Monday, 25 May 2015

Ibadat Sabda di atas KM. Mentari Nusantara

Satu tahun berlalu. Aku telah menjalani masa pembinaanku pada tahap awal untuk menjadi seorang biarawan. Kujalani bersama teman-temanku yang berasal dari berbagai daerah yang berbeda-beda. Kami saling mendukung satu sama lain. Kami memadukan segala perbedaan yang kami miliki dalam suatu kekuatan bersama yang kami sebut sebagai cita-cita dan semangat bersama. Kami bekerja sama dan saling melengkapi demi tercapainya cita-cita kami tersebut. Kadang-kadang kami berbeda pendapat, ada ketegangan dalam relasi dan menjadi korban fitnahan saudara sendiri, tetapi kami tidak patah semangat. Perbedaan-perbedaan yang terjadi di keseharian hidup kami menjadi kekuatan yang dapat mendorong kami untuk terus maju bersama.
Kamis, 23 Juni 2005 adalah hari bersejarah dalam perjalanan hidupku sebagai seorang biarawan. Aku mengatakan demikian karena pengalaman unik yang kualami saat itu tidak semua orang bisa mengalaminya. Pengalamanku itu adalah pengalaman langka bagi kebanyakan orang. Di atas sebuah kapal motor yang bernama KM. Mentari Nusantara, yang membawa kami dari pulau Flores menuju pulau Jawa itulah kuukirkan pengalamanku yang tak mungkin kulupakan seumur hidupku itu. Aku mendapat kepercayaan dari teman-temanku untuk memimpin Ibadat Sabda bersama seluruh penumpang yang beragama kristiani di atas kapal itu.
Ceritanya bermula dari sekelompok penumpang yang adalah para biarawati. Mereka juga adalah penumpang dengan asal dan tujuan yang sama seperti kami. Karena mereka mengenakan jubah biara maka hampir seluruh penumpang termasuk kapten kapal itu mengetahui bahwa mereka adalah para biarawati. Oleh karena itu kapten meminta kesediaan salah satu dari mereka untuk memimpin ibadat bersama penumpang yang beragama kristiani. Setelah mengiyakan permintaan itu tetapi mereka tidak bersedia. Kami diminta untuk menggatikan. Diskusi pun terjadi di antara kelompok kami. Siapa yang berani dan bersedia menjalani permintaan itu. Teman-temanku tidak ada yang bersedia. Mereka semua menolaknya. Hanya aku yang bersedia. Kucoba utarakan kesediaanku kepada teman-temanku. Mereka menyambutnya dengan gembira.
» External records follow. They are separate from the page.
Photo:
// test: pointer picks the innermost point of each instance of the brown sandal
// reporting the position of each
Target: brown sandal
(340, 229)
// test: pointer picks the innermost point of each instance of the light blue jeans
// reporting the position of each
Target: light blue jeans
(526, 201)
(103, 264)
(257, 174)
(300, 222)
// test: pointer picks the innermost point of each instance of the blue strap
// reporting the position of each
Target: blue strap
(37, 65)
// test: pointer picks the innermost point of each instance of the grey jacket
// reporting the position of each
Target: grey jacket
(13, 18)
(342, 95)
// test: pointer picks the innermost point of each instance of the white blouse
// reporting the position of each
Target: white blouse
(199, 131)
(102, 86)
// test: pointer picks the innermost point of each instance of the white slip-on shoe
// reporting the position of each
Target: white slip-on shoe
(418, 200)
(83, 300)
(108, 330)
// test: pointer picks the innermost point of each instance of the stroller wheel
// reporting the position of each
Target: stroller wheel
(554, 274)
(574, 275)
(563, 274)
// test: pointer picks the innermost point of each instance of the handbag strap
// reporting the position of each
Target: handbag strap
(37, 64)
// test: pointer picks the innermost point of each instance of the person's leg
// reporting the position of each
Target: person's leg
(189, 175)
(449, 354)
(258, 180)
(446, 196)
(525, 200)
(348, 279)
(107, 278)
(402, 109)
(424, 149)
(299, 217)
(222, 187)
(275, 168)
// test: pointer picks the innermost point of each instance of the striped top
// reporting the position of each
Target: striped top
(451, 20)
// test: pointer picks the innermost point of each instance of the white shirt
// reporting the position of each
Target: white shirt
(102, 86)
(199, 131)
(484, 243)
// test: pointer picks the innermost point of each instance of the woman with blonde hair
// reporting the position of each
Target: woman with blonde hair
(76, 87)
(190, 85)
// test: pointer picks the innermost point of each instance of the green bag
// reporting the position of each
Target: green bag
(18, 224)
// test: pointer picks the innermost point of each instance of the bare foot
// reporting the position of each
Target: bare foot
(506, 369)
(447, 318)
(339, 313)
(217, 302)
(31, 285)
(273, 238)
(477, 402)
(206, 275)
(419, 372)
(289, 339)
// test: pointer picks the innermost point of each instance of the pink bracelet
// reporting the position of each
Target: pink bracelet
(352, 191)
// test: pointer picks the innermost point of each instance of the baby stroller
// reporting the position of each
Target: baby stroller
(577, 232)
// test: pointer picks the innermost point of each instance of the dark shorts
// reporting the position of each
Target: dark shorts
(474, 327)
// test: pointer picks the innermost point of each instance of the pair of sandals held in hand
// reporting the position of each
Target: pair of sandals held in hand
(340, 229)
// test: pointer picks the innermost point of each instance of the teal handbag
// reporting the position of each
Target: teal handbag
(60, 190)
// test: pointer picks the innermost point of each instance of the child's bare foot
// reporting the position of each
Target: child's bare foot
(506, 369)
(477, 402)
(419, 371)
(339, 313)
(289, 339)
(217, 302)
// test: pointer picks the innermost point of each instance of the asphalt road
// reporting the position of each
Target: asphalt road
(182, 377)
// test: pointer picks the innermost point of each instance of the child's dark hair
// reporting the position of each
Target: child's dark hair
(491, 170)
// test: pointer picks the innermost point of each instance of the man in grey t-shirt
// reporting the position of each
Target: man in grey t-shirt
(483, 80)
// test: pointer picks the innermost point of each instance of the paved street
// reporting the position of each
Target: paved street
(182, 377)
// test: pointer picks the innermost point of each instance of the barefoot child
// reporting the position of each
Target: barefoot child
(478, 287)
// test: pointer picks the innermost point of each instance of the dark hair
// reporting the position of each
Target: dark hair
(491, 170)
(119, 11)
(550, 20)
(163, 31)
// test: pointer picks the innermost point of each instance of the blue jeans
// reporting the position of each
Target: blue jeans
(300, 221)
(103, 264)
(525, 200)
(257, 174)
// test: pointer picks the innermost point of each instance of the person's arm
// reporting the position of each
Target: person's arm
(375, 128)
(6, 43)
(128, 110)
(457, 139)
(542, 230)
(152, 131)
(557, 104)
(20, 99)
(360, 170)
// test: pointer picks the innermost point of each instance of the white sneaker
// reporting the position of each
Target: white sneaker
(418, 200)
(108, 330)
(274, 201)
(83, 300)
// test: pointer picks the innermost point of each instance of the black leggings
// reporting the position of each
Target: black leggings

Singkat cerita, dengan mengenakan jubah putih seperti yang biasa kami lakukan di rumah pembinaan, aku tampil di hadapan seluruh penumpang yang beragama kristiani untuk memimpin doa bersama. Aku membawakan ibadat sabda dengan renungan singkat. Walaupun seluruh tubuhku dilumuri keringat karena gugup tetapi aku bangga pada diriku sendiri. Walaupun isi renunganku tidak sebaik seperti yang dimiliki oleh teman-temanku tetapi aku telah menjalani tugasku dengan baik. Aku telah menjalani tugas mulia seperti yang telah diamanatkan Sang Guru Ilahi, “pergilah ke seluruh dunia dan wartakanlah Injil”. Dengan segala yang kumiliki aku telah mewartakan DIA di atas kapal itu.